The first three foundations:  body, feeling tone and the mind states; they’re all paying attention to what’s there, the very simple paying attention, ‘this is here, this is what it’s like.’  The difference in the fourth foundation is that the fourth foundation pays very careful attention to the process of clinging and letting go of clinging.  It’s the entire process from beginning to end, and it does it by looking at five different categories of experience.  So, the fourth foundation is called the mindfulness of dhammas.  Dhammas can mean:  there’s a capital “D,” Dhamma, which is the path, the truth; but there’s also the, in Pali, the little “d,” dhammas, which actually means, ‘things.’  So it covers most of the things in the mind; in fact, it covers all of the things in the mind:  any thought, any emotion and any intention; these are dhammas.  Everything that’s running around in your mind:  these are all dhammas.
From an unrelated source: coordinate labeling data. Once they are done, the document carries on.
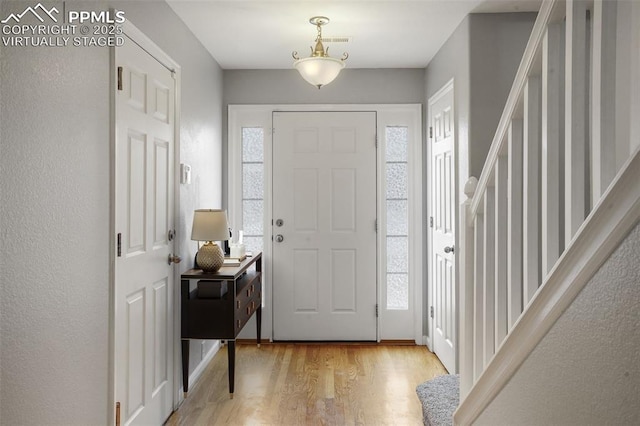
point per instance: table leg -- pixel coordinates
(259, 323)
(231, 351)
(185, 366)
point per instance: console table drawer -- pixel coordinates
(246, 310)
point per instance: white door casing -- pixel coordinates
(144, 214)
(324, 191)
(443, 203)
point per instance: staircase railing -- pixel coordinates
(559, 191)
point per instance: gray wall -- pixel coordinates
(353, 86)
(586, 370)
(497, 42)
(54, 190)
(482, 57)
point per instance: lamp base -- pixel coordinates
(209, 258)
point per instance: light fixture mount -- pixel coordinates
(319, 69)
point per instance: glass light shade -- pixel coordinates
(319, 71)
(210, 225)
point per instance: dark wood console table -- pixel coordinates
(219, 307)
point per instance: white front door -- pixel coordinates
(324, 212)
(144, 215)
(443, 231)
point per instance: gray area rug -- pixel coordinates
(440, 397)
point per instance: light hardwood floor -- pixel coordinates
(312, 384)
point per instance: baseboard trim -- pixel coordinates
(398, 342)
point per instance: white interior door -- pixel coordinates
(324, 211)
(443, 232)
(144, 283)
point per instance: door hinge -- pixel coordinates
(119, 78)
(117, 414)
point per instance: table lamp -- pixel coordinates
(209, 226)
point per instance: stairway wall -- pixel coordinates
(587, 369)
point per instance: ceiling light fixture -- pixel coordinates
(319, 69)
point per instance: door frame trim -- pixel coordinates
(387, 115)
(132, 33)
(449, 85)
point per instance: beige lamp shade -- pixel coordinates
(210, 225)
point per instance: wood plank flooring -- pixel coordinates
(312, 384)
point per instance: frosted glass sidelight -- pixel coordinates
(397, 291)
(252, 181)
(397, 203)
(397, 217)
(252, 144)
(252, 218)
(253, 244)
(253, 187)
(396, 138)
(397, 181)
(397, 254)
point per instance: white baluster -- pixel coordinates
(501, 217)
(478, 295)
(552, 144)
(531, 188)
(603, 103)
(488, 283)
(466, 257)
(514, 228)
(576, 96)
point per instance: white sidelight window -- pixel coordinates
(397, 209)
(252, 188)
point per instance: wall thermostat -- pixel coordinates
(185, 174)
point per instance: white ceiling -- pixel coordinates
(261, 34)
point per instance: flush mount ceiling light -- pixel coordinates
(319, 69)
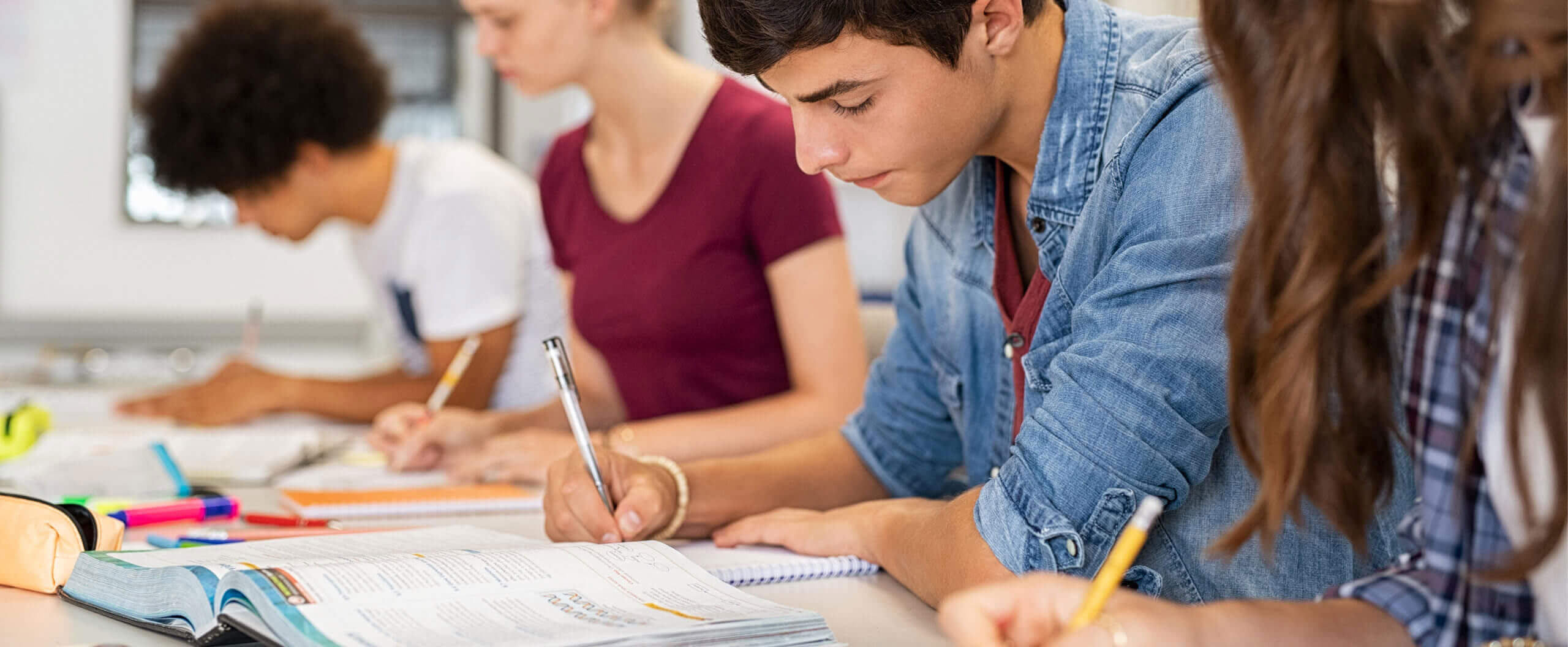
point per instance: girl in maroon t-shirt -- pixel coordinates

And so, the five categories; I’ll name the categories first.  There are:  The Five Hindrances, The Five Aggregates, The Six Sense Bases, The Seven Factors of Awakening and The Four Noble Truths.  Now, I‘m going to touch on all of these in a minute, but I want you to think of the five categories as a filter.  Each one is like a different filter through which you look at the same thing, which is your mind; and by looking at it through different filters we’re going to get different aspects of how our mind runs.  You look at things depending on the reason you’re looking at them.  For instance, I mentioned the house; if you want to paint it you’re looking at the color.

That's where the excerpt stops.